You learned about Android’s AnimationDrawable object and frame-based animation and the
supported digital image formats (PNG) utilized for animation frames. You learned about how to
define frame animation, as well as how to implement it inside your SlidingPaneLayout UI design from
Chapter 8, using the Android ImageView class, which is used to hold Android Drawable objects,
such as images and frame animation XML definitions.


Next, you learned about the Android Animation class, used to implement the other major type
of animation in Android, known as “tween” animation, procedural animation, or vector animation.
Tween animation uses XML tags and parameters to create animation, using alpha blending, scaling,
rotation, and translation (movement).


You learned how to define procedural animation, as well as how to implement it in your
SlidingPaneLayout UI design from Chapter 8, using the Android ImageView class and Animation
class, which you also declared and instantiated in your MainActivity.java Activity subclass to be able
to “wire-up” your procedural animation data to a friendship.png 3D spaceship rendered image that
you made spin slowly within your galaxy.


We finally got around to adding event listeners to the ImageButtons which you created in the
previous chapter, and learned how to add and remove both image assets, or references to these
assets, more accurately, and how to add or remove procedural animation data that you want to
effect the assets using calls to the .setAnimation( ) method call. You learned how to use the null
value in a method call to remove the reference to a media asset, whether that is an image (Drawable
or AnimationDrawable object) or a tween animation (Animation object).

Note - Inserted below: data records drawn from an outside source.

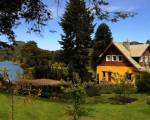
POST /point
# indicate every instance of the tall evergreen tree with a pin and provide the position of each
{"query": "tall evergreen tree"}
(77, 24)
(103, 37)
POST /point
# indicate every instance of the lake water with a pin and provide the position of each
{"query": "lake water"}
(12, 68)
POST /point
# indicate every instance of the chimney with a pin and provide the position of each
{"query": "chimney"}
(126, 44)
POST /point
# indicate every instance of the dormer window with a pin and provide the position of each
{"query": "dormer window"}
(114, 57)
(108, 58)
(141, 59)
(120, 58)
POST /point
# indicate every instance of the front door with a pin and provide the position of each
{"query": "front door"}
(109, 76)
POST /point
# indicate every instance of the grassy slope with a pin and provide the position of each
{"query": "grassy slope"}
(99, 109)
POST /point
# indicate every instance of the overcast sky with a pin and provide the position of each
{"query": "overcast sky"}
(132, 29)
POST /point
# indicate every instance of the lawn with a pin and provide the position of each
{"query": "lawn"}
(99, 108)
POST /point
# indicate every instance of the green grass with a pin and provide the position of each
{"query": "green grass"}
(99, 108)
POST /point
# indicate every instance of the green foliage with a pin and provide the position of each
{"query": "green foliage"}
(148, 100)
(77, 24)
(77, 96)
(76, 93)
(143, 84)
(103, 37)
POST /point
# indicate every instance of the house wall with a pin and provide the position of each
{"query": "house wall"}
(112, 67)
(146, 53)
(116, 69)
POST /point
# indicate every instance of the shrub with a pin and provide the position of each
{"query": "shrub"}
(143, 85)
(148, 100)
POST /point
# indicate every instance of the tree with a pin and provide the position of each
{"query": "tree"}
(76, 40)
(103, 37)
(29, 54)
(36, 14)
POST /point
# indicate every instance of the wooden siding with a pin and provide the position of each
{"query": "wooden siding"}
(146, 53)
(114, 51)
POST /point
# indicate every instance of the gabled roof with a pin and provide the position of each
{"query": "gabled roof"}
(138, 50)
(127, 54)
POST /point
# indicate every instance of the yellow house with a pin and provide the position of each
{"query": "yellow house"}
(123, 58)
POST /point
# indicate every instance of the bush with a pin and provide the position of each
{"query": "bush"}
(143, 85)
(148, 100)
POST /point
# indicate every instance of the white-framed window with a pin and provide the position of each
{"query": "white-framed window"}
(120, 58)
(141, 59)
(146, 59)
(114, 58)
(108, 58)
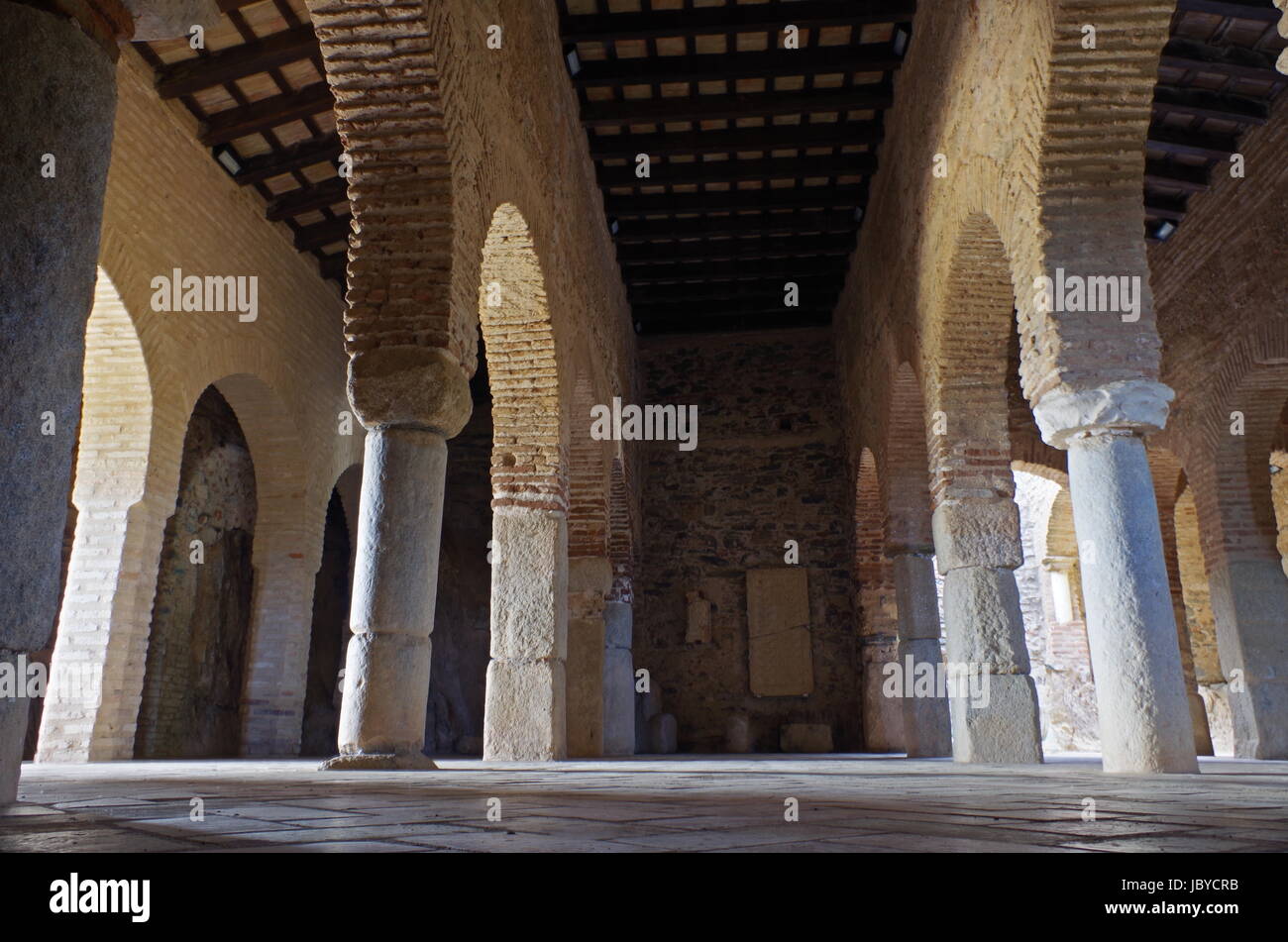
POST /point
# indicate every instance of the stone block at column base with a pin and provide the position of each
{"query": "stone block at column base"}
(13, 736)
(926, 725)
(1198, 715)
(585, 672)
(524, 712)
(618, 701)
(883, 715)
(1261, 719)
(377, 761)
(1004, 727)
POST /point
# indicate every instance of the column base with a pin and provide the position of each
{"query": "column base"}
(1003, 731)
(373, 762)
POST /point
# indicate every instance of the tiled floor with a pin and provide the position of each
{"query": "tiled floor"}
(846, 803)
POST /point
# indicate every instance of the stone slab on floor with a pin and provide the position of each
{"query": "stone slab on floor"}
(640, 804)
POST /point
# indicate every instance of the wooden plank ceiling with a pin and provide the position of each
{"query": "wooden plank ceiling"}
(265, 108)
(759, 155)
(1215, 82)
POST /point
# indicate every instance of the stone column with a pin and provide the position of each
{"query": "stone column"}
(618, 680)
(1140, 693)
(394, 588)
(526, 709)
(590, 577)
(978, 546)
(926, 726)
(59, 103)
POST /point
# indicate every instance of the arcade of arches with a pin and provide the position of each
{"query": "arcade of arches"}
(307, 328)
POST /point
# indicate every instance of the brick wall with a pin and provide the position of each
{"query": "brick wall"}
(768, 468)
(170, 206)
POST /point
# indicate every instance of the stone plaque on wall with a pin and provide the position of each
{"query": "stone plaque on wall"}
(778, 637)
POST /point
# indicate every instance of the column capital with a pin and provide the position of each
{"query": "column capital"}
(410, 386)
(1134, 407)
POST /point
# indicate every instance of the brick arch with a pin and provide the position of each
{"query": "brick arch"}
(529, 461)
(116, 543)
(378, 56)
(284, 555)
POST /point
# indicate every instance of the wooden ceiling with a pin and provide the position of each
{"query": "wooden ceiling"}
(759, 154)
(1215, 82)
(262, 100)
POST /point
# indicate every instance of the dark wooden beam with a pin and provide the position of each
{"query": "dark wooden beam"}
(733, 270)
(237, 62)
(871, 56)
(737, 139)
(307, 198)
(1170, 99)
(305, 154)
(1176, 176)
(734, 201)
(682, 321)
(721, 315)
(702, 21)
(636, 231)
(1212, 147)
(1158, 207)
(764, 293)
(643, 111)
(643, 254)
(729, 171)
(323, 233)
(1243, 9)
(1233, 63)
(269, 112)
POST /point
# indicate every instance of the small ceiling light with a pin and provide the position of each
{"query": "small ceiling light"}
(901, 40)
(228, 158)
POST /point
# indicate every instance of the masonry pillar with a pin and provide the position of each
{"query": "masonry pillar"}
(58, 80)
(926, 726)
(1140, 692)
(1249, 597)
(978, 546)
(524, 714)
(618, 679)
(590, 579)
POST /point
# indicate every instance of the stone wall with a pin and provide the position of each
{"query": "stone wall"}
(168, 206)
(454, 721)
(201, 614)
(768, 468)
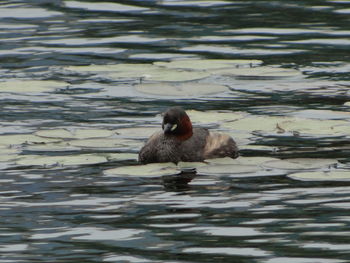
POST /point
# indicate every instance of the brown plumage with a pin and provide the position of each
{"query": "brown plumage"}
(180, 142)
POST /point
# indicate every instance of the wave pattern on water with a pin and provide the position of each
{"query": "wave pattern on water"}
(58, 204)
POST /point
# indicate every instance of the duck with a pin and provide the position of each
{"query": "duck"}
(179, 141)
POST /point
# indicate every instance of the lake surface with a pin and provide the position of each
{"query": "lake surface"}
(58, 204)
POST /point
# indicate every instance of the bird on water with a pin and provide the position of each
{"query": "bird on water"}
(179, 141)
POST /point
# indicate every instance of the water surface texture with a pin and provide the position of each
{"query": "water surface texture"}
(64, 125)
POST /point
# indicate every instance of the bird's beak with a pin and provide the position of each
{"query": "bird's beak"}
(168, 127)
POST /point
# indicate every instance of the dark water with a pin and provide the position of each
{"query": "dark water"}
(76, 214)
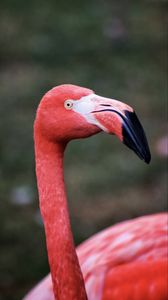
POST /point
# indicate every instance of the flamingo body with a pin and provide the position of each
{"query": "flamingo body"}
(127, 261)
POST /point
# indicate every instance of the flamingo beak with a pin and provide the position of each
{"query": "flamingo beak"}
(115, 117)
(120, 119)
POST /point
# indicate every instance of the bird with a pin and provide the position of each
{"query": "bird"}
(127, 261)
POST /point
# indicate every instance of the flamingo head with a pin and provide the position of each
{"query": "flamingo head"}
(69, 112)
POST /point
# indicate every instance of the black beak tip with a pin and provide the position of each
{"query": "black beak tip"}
(134, 136)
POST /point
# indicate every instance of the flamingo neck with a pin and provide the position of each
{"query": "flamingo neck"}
(65, 270)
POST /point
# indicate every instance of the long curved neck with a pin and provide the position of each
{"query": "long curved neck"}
(65, 270)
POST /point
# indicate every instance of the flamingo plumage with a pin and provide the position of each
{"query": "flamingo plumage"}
(125, 261)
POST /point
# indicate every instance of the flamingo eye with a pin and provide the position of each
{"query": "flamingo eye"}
(68, 104)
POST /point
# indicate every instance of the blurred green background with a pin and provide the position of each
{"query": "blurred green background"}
(116, 48)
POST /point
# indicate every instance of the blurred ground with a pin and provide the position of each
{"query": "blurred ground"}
(119, 50)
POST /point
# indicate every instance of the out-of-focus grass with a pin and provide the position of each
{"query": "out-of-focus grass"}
(116, 48)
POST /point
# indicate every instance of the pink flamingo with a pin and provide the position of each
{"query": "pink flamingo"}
(126, 261)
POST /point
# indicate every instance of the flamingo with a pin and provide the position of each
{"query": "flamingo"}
(124, 262)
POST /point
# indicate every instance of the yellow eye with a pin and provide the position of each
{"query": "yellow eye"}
(68, 104)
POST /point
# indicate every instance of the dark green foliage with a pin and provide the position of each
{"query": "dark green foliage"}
(113, 47)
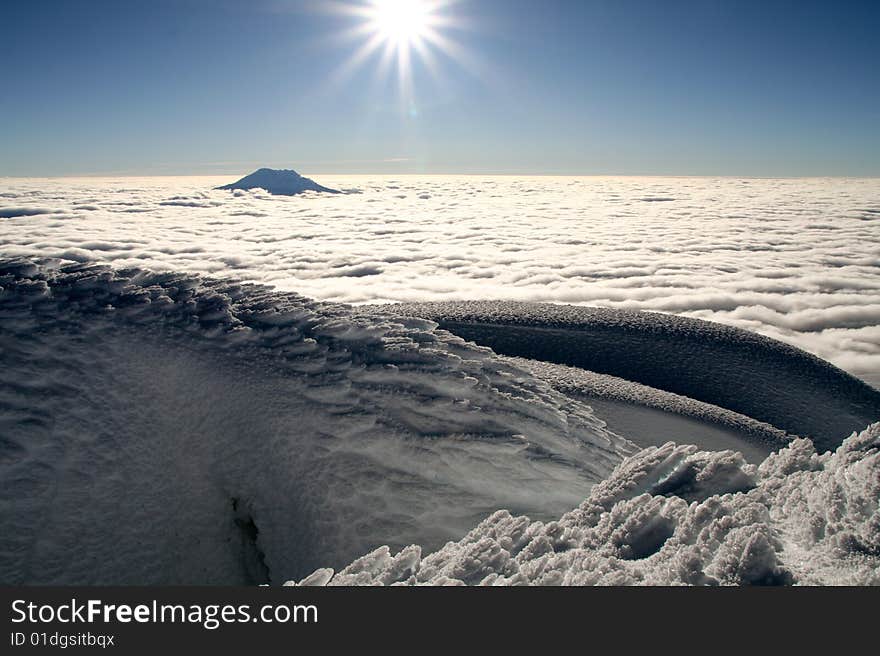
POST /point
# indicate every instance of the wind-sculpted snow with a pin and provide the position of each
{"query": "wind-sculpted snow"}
(796, 259)
(166, 428)
(674, 515)
(742, 371)
(735, 431)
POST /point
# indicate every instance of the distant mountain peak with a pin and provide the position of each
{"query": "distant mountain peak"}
(280, 182)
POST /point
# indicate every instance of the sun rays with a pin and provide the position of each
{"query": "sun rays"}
(398, 33)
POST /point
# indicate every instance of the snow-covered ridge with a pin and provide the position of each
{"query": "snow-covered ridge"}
(675, 516)
(164, 428)
(725, 366)
(280, 182)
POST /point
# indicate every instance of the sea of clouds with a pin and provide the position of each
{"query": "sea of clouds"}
(794, 259)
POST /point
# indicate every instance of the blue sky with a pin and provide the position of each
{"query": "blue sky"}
(704, 87)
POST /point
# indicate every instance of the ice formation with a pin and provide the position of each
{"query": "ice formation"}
(728, 367)
(280, 182)
(673, 515)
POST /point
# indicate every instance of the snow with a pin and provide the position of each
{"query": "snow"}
(793, 259)
(280, 182)
(719, 365)
(163, 428)
(176, 408)
(674, 515)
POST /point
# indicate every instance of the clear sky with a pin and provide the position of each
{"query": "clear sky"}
(704, 87)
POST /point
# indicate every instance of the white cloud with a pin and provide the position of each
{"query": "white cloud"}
(794, 259)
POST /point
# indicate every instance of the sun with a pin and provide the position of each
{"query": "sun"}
(406, 35)
(401, 22)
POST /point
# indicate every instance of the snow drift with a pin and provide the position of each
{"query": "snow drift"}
(674, 515)
(162, 428)
(728, 367)
(166, 428)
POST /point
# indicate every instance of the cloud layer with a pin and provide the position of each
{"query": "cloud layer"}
(795, 259)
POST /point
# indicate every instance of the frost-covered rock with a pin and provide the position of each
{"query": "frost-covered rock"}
(674, 515)
(280, 182)
(163, 428)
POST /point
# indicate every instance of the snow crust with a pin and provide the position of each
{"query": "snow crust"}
(674, 515)
(751, 374)
(164, 428)
(279, 182)
(794, 259)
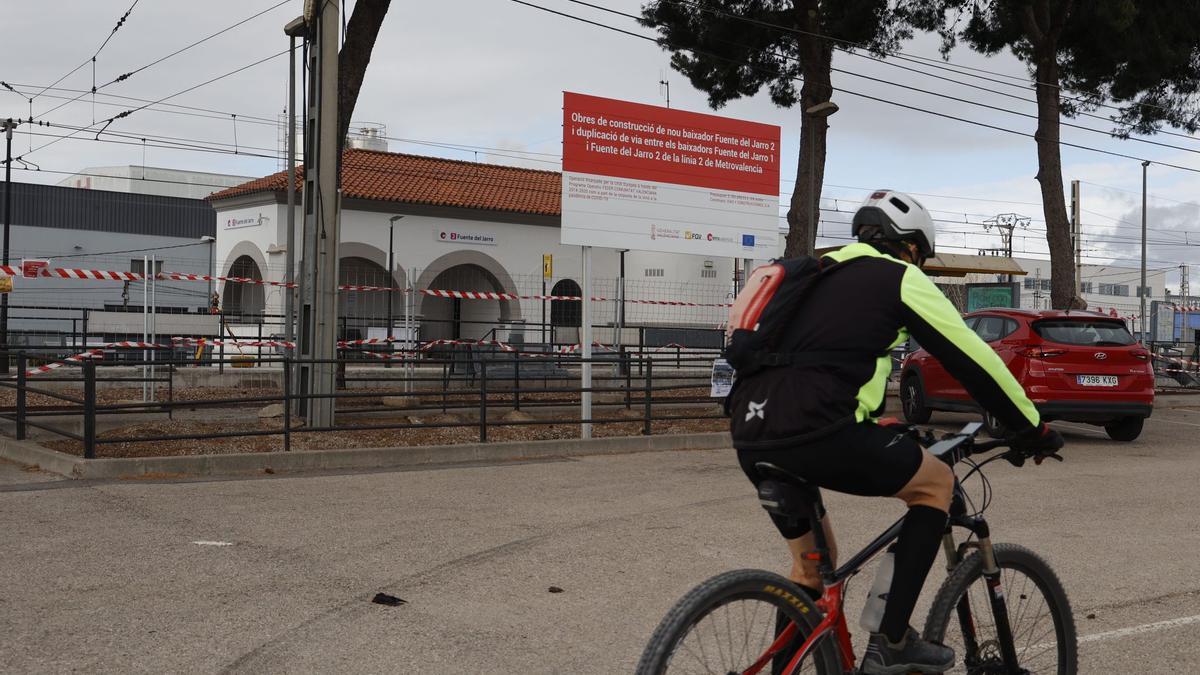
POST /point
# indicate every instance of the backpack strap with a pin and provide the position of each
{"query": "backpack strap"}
(772, 359)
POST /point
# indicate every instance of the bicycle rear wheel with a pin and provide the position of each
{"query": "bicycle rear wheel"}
(727, 623)
(1043, 626)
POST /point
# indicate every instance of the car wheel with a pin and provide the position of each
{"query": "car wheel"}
(994, 428)
(1126, 429)
(912, 400)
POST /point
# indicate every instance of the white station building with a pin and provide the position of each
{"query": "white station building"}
(466, 226)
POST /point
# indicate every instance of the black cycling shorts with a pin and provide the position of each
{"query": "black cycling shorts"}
(862, 459)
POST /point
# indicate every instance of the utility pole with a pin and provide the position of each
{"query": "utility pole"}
(9, 125)
(1141, 288)
(391, 281)
(1078, 236)
(295, 28)
(1006, 223)
(322, 232)
(1183, 300)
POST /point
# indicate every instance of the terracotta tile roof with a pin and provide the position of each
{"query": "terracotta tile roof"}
(414, 179)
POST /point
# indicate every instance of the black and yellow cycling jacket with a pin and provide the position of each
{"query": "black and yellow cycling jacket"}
(857, 314)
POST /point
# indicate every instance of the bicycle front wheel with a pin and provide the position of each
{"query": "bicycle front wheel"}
(1043, 627)
(729, 623)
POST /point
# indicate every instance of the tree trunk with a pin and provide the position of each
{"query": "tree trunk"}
(804, 211)
(1054, 205)
(355, 55)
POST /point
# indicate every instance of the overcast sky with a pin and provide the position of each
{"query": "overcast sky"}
(490, 73)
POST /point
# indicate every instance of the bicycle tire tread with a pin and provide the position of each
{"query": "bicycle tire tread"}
(711, 592)
(971, 568)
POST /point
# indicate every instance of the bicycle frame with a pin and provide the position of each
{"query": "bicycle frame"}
(832, 602)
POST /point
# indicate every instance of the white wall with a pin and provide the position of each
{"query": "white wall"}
(425, 243)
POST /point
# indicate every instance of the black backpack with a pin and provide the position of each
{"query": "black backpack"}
(768, 302)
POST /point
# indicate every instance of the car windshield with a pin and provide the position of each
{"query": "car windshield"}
(1096, 333)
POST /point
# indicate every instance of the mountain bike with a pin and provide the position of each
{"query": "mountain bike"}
(1001, 608)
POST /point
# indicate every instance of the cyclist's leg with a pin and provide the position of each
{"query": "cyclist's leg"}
(928, 495)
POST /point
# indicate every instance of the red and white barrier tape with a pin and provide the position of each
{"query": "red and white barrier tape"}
(107, 275)
(77, 358)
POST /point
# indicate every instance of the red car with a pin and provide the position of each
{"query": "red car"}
(1075, 366)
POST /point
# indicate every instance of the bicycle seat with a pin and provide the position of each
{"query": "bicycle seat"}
(785, 494)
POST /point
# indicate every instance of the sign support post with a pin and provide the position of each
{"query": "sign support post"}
(586, 346)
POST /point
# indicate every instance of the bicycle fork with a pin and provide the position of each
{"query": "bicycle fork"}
(954, 556)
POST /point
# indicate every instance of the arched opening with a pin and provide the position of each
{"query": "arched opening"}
(457, 318)
(565, 316)
(244, 300)
(360, 310)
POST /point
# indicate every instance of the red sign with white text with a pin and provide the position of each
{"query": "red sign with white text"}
(634, 141)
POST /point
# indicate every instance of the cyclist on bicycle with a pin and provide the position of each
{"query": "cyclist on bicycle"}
(819, 418)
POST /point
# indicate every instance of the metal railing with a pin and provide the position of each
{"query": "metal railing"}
(647, 388)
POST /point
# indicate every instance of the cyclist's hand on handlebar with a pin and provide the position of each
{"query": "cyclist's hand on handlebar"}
(1039, 443)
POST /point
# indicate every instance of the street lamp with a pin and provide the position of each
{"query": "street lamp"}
(1141, 292)
(391, 268)
(211, 240)
(819, 112)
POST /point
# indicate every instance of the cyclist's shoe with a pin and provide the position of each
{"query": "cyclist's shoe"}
(911, 655)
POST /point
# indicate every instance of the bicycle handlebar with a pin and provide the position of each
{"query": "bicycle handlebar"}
(954, 447)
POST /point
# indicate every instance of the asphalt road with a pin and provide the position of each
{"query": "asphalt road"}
(275, 574)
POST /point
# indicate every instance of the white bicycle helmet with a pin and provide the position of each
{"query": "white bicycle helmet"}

Next, you created hybrid animation, which used both frame animation and procedural animation to
achieve the ultimate animation special effects. You finished up your SlidingPaneLayout by adding
.setText( ) method calls to the three ImageButton event handling structures. Finally, we discussed
basic trade-offs between frame animation’s use of system memory and procedural animation’s use
of CPU processing cycles.


Next, in Chapter11, you’ll learn all about Digital Video in Android, including foundational digital
video theory and concepts, what digital video file formats are best to use in Android, how to create
digital video assets for use with Android’s FrameLayout container class, and how to use the Android
VideoView class and widget. You’ll also learn how that class works with the Android MediaPlayer
class, the Android Uri class and the Android MediaController class.